Los datos de detección revelan un patrón consistente y agresivo de intentos SSH brute-force, con múltiples sensores fail2ban que registran entre 25 y 38 violaciones cada uno en varios eventos de detección, y alertas Suricata que confirman sesiones SSH activas en puertos esperados combinadas con actividad brute-force. Con 20 incidentes SSH reportados, 3 intentos generales de hacking y 1 clasificación de host explotado entre los informes más recientes, la IP demuestra una metodología de ataque enfocada pero versátil. El confidence score de 76% y la frecuencia de actividad calificada en 5/10 sugieren que este es un threat actor persistente en lugar de escaneo oportunista, y el volumen de informes en 20 fuentes honeypot separadas indica una exposición generalizada a esta dirección maliciosa.
Los ataques SSH brute-force representan un riesgo concreto y significativo para cualquier servidor con el puerto 22 expuesto o puertos SSH no estándar, ya que la autenticación exitosa otorga a los atacantes acceso inmediato al shell del sistema subyacente. Una vez dentro, los threat actors típicamente instalan backdoors, exfiltran datos o aprovechan el host comprometido para lanzar más ataques contra otros objetivos, convirtiendo efectivamente la infraestructura víctima en una plataforma de ataque. La clasificación de host explotado asociada con esta IP sugiere que el host actual o objetivos anteriores pueden estar bajo control no autorizado, amplificando el peligro para cualquier organización que encuentre este tráfico en sus registros.

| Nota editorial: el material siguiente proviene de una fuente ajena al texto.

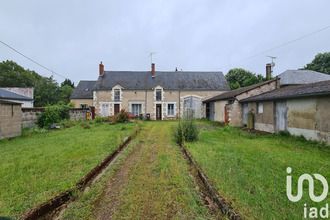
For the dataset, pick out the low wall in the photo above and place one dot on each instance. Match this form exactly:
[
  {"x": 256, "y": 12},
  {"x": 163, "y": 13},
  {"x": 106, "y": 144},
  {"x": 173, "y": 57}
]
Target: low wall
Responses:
[{"x": 30, "y": 115}]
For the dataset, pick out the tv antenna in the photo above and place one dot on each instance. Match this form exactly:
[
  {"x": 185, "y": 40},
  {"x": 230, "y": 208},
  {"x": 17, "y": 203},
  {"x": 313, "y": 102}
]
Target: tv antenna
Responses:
[{"x": 150, "y": 55}]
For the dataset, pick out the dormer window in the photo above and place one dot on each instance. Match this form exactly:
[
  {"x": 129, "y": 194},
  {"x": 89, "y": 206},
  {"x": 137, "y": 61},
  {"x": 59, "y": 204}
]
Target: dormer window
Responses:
[
  {"x": 117, "y": 94},
  {"x": 158, "y": 95}
]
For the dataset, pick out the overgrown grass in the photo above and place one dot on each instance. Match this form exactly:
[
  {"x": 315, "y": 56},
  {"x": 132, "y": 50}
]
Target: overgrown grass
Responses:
[
  {"x": 249, "y": 170},
  {"x": 42, "y": 163}
]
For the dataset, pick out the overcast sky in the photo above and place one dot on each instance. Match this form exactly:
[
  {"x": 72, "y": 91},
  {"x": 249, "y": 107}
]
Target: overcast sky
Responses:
[{"x": 72, "y": 37}]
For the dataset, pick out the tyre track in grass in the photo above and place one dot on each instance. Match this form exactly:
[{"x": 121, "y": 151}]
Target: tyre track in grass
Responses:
[{"x": 153, "y": 182}]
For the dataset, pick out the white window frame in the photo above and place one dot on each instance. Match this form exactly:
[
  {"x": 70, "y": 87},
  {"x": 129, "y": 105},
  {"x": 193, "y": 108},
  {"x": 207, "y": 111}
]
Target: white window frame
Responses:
[{"x": 174, "y": 109}]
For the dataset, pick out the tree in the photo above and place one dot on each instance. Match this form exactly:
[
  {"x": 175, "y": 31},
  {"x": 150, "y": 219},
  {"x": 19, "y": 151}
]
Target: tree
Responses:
[
  {"x": 239, "y": 77},
  {"x": 13, "y": 75},
  {"x": 321, "y": 63},
  {"x": 67, "y": 82},
  {"x": 65, "y": 93}
]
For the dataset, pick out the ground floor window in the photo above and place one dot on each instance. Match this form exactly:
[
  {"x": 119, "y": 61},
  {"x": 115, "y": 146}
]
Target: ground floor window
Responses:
[
  {"x": 171, "y": 108},
  {"x": 136, "y": 109}
]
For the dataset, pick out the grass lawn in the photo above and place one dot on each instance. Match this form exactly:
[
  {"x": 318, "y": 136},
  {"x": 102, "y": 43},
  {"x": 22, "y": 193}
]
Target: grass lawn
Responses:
[
  {"x": 36, "y": 167},
  {"x": 149, "y": 181},
  {"x": 249, "y": 170}
]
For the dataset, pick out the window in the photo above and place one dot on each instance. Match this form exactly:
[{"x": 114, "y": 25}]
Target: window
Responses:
[
  {"x": 117, "y": 95},
  {"x": 170, "y": 109},
  {"x": 136, "y": 109},
  {"x": 158, "y": 95},
  {"x": 260, "y": 108}
]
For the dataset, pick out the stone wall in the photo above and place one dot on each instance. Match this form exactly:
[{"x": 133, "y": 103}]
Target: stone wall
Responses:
[
  {"x": 30, "y": 115},
  {"x": 147, "y": 100},
  {"x": 10, "y": 120}
]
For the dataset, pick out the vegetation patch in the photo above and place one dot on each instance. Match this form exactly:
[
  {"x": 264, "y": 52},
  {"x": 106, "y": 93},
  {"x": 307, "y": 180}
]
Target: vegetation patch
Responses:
[
  {"x": 249, "y": 170},
  {"x": 41, "y": 164}
]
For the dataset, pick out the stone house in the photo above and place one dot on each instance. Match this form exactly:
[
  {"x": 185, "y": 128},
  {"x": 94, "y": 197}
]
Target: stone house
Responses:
[
  {"x": 10, "y": 119},
  {"x": 82, "y": 96},
  {"x": 227, "y": 108},
  {"x": 301, "y": 110},
  {"x": 10, "y": 95},
  {"x": 162, "y": 95}
]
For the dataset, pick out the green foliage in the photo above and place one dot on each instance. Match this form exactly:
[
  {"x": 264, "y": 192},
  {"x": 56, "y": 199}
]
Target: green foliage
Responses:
[
  {"x": 239, "y": 77},
  {"x": 321, "y": 63},
  {"x": 99, "y": 120},
  {"x": 13, "y": 75},
  {"x": 46, "y": 89},
  {"x": 53, "y": 114},
  {"x": 187, "y": 130}
]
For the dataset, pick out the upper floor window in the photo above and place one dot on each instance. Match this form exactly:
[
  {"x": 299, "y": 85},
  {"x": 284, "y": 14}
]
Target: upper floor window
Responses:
[
  {"x": 117, "y": 94},
  {"x": 158, "y": 95}
]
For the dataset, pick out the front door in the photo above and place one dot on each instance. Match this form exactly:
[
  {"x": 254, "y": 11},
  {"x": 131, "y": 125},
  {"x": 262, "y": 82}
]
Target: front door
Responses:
[
  {"x": 116, "y": 106},
  {"x": 280, "y": 116},
  {"x": 158, "y": 111}
]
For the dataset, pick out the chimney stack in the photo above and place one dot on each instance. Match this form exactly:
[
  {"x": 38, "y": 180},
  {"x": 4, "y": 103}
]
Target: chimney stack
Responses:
[
  {"x": 268, "y": 71},
  {"x": 101, "y": 69},
  {"x": 153, "y": 70}
]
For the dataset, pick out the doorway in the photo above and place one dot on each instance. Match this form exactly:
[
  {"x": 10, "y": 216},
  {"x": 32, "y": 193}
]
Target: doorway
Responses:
[
  {"x": 116, "y": 107},
  {"x": 158, "y": 111}
]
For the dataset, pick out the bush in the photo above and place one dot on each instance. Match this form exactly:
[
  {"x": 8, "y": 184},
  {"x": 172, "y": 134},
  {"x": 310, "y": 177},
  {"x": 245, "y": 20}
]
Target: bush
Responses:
[
  {"x": 98, "y": 120},
  {"x": 53, "y": 114},
  {"x": 187, "y": 130},
  {"x": 122, "y": 116}
]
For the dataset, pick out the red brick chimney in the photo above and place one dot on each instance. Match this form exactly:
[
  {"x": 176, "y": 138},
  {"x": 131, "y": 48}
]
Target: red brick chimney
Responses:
[
  {"x": 268, "y": 71},
  {"x": 101, "y": 69},
  {"x": 153, "y": 70}
]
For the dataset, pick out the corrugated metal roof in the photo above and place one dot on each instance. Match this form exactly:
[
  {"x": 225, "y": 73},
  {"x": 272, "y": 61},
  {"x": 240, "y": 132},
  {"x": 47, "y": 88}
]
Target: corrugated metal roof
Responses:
[
  {"x": 313, "y": 89},
  {"x": 175, "y": 80},
  {"x": 84, "y": 90},
  {"x": 4, "y": 94},
  {"x": 298, "y": 77},
  {"x": 233, "y": 93}
]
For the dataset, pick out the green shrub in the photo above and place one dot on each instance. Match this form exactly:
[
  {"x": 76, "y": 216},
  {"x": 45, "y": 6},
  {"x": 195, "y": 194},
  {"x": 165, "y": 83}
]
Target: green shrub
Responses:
[
  {"x": 98, "y": 120},
  {"x": 53, "y": 114},
  {"x": 122, "y": 116},
  {"x": 187, "y": 130}
]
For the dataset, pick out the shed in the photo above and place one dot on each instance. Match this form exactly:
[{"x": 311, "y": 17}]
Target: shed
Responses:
[{"x": 10, "y": 119}]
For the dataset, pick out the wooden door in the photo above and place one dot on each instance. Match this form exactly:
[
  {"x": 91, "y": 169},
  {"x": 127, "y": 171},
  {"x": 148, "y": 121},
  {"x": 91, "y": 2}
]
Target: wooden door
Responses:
[
  {"x": 116, "y": 107},
  {"x": 158, "y": 111}
]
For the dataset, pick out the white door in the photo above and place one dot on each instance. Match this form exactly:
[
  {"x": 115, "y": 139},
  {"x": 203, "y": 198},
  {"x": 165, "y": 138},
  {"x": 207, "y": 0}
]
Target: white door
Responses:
[
  {"x": 105, "y": 110},
  {"x": 280, "y": 116}
]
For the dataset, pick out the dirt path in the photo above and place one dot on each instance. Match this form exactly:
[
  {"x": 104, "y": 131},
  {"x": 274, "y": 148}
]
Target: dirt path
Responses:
[{"x": 153, "y": 182}]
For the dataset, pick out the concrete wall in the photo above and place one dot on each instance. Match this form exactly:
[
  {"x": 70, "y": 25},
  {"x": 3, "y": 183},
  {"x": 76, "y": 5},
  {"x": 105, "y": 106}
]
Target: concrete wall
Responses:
[
  {"x": 148, "y": 101},
  {"x": 10, "y": 120},
  {"x": 308, "y": 116},
  {"x": 78, "y": 102},
  {"x": 30, "y": 115},
  {"x": 236, "y": 111},
  {"x": 263, "y": 121}
]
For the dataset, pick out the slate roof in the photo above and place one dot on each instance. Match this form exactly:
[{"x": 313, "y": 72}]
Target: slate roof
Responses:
[
  {"x": 313, "y": 89},
  {"x": 84, "y": 90},
  {"x": 175, "y": 80},
  {"x": 233, "y": 93},
  {"x": 4, "y": 94},
  {"x": 298, "y": 77}
]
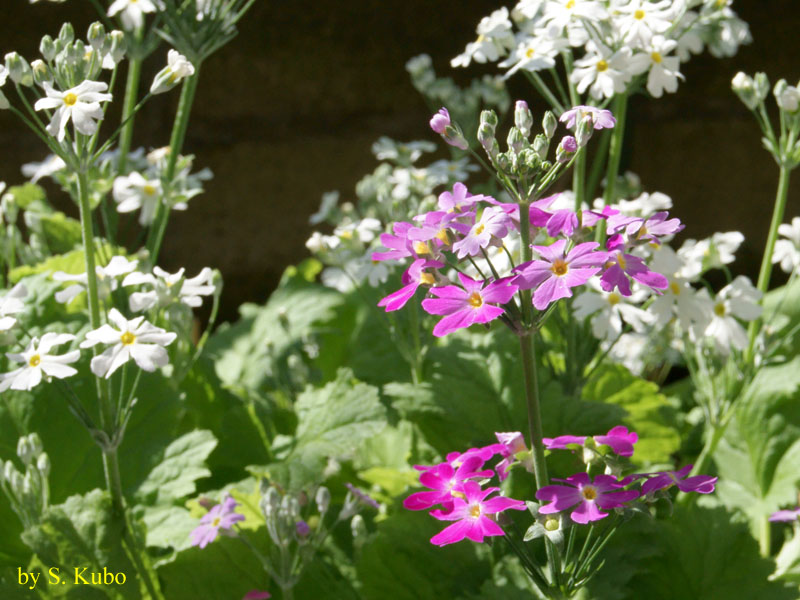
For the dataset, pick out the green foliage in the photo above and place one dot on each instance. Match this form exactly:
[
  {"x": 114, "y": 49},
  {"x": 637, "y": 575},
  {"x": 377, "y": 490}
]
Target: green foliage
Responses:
[{"x": 759, "y": 457}]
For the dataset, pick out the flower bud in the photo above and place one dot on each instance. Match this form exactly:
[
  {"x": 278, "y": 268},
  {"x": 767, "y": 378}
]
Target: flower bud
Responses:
[
  {"x": 41, "y": 72},
  {"x": 67, "y": 33},
  {"x": 18, "y": 69},
  {"x": 323, "y": 499},
  {"x": 523, "y": 119},
  {"x": 47, "y": 47},
  {"x": 96, "y": 35},
  {"x": 585, "y": 130},
  {"x": 549, "y": 124}
]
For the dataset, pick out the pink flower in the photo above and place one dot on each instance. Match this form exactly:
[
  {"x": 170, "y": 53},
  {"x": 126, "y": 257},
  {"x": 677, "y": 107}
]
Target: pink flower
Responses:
[
  {"x": 470, "y": 514},
  {"x": 222, "y": 516},
  {"x": 602, "y": 119},
  {"x": 414, "y": 277},
  {"x": 440, "y": 121},
  {"x": 443, "y": 478},
  {"x": 702, "y": 484},
  {"x": 591, "y": 497},
  {"x": 558, "y": 272},
  {"x": 472, "y": 304}
]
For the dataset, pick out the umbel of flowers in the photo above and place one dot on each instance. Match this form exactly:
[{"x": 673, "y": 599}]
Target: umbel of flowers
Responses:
[{"x": 458, "y": 254}]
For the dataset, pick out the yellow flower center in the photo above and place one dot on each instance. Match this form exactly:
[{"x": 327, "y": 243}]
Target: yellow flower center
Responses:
[
  {"x": 559, "y": 267},
  {"x": 475, "y": 300},
  {"x": 551, "y": 524},
  {"x": 421, "y": 248}
]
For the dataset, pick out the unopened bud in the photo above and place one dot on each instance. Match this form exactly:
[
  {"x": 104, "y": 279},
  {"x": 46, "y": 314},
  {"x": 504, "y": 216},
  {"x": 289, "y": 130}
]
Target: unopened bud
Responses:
[
  {"x": 323, "y": 499},
  {"x": 523, "y": 119},
  {"x": 96, "y": 35},
  {"x": 18, "y": 69},
  {"x": 549, "y": 124},
  {"x": 47, "y": 47}
]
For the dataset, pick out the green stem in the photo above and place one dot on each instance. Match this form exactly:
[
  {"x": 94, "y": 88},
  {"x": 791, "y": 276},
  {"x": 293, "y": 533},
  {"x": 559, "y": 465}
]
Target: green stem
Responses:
[
  {"x": 175, "y": 146},
  {"x": 766, "y": 261},
  {"x": 615, "y": 151}
]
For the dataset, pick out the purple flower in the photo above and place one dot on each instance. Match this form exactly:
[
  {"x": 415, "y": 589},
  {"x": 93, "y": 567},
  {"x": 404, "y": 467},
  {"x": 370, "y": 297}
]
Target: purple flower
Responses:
[
  {"x": 414, "y": 277},
  {"x": 222, "y": 516},
  {"x": 601, "y": 119},
  {"x": 440, "y": 121},
  {"x": 558, "y": 272},
  {"x": 785, "y": 516},
  {"x": 591, "y": 497},
  {"x": 472, "y": 304},
  {"x": 702, "y": 484},
  {"x": 470, "y": 514}
]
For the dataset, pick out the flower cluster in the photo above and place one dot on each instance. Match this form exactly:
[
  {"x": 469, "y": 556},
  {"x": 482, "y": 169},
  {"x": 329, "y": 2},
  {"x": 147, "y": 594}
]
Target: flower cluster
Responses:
[{"x": 615, "y": 43}]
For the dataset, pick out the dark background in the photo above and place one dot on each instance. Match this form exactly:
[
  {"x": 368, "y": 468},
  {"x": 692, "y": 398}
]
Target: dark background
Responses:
[{"x": 290, "y": 108}]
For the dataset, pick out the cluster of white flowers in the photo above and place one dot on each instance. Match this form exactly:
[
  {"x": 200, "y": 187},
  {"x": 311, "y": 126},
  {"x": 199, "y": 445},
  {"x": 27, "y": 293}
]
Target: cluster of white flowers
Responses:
[
  {"x": 611, "y": 41},
  {"x": 396, "y": 190}
]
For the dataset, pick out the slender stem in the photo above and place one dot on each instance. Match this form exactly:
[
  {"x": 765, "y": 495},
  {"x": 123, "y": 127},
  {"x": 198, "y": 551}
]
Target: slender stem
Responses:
[
  {"x": 615, "y": 151},
  {"x": 175, "y": 146},
  {"x": 766, "y": 261}
]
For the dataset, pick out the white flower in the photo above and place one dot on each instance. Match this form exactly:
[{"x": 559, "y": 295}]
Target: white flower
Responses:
[
  {"x": 178, "y": 68},
  {"x": 132, "y": 192},
  {"x": 494, "y": 40},
  {"x": 168, "y": 287},
  {"x": 49, "y": 166},
  {"x": 106, "y": 279},
  {"x": 740, "y": 299},
  {"x": 664, "y": 70},
  {"x": 132, "y": 11},
  {"x": 611, "y": 311},
  {"x": 787, "y": 251},
  {"x": 641, "y": 19},
  {"x": 38, "y": 361},
  {"x": 81, "y": 104},
  {"x": 136, "y": 339},
  {"x": 607, "y": 72},
  {"x": 11, "y": 304}
]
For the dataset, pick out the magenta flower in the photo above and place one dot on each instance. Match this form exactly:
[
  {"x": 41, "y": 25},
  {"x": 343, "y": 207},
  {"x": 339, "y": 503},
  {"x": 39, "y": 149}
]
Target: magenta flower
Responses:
[
  {"x": 558, "y": 272},
  {"x": 591, "y": 497},
  {"x": 221, "y": 516},
  {"x": 620, "y": 266},
  {"x": 785, "y": 516},
  {"x": 414, "y": 277},
  {"x": 472, "y": 304},
  {"x": 470, "y": 514},
  {"x": 440, "y": 121},
  {"x": 443, "y": 478},
  {"x": 702, "y": 484},
  {"x": 601, "y": 119}
]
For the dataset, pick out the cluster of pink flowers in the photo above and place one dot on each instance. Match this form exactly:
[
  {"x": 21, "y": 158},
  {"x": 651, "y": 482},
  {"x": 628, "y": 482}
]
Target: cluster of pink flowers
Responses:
[
  {"x": 456, "y": 485},
  {"x": 464, "y": 227}
]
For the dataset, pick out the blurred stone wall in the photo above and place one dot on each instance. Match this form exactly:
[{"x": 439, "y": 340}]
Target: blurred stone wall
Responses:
[{"x": 290, "y": 109}]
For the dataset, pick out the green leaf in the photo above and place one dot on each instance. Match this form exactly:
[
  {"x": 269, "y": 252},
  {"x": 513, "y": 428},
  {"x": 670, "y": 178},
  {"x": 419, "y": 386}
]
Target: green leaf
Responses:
[
  {"x": 332, "y": 422},
  {"x": 182, "y": 465}
]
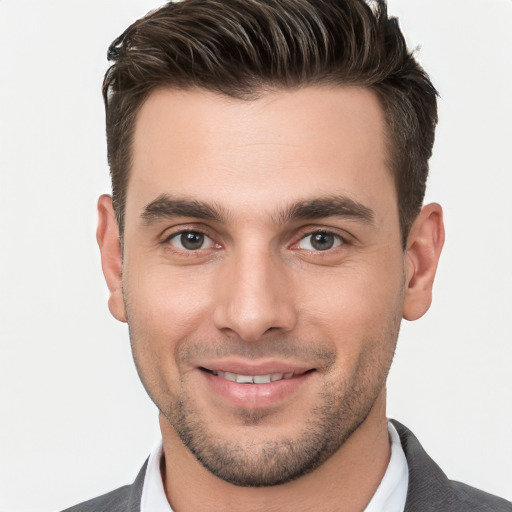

Los operadores del sitio deben bloquear inmediatamente la IP 103.86.198.162 en el firewall o perímetro de red para prevenir cualquier conexión entrante, e implementar autenticación basada en claves para todo el acceso SSH mientras se desactiva completamente el inicio de sesión basado en contraseña. Configurar fail2ban para bans dinámicos de fallos de autenticación SSH repetidos bloqueará automáticamente los intentos brute-force, y mover SSH a un puerto no estándar reduce significativamente la exposición al escaneo automatizado. El monitoreo regular de logs de autenticación para intentos originados desde esta dirección IP y la aplicación de contraseñas fuertes y complejas para cualquier cuenta restante con autenticación por contraseña fortalecerá aún más las defensas contra este threat actor persistente.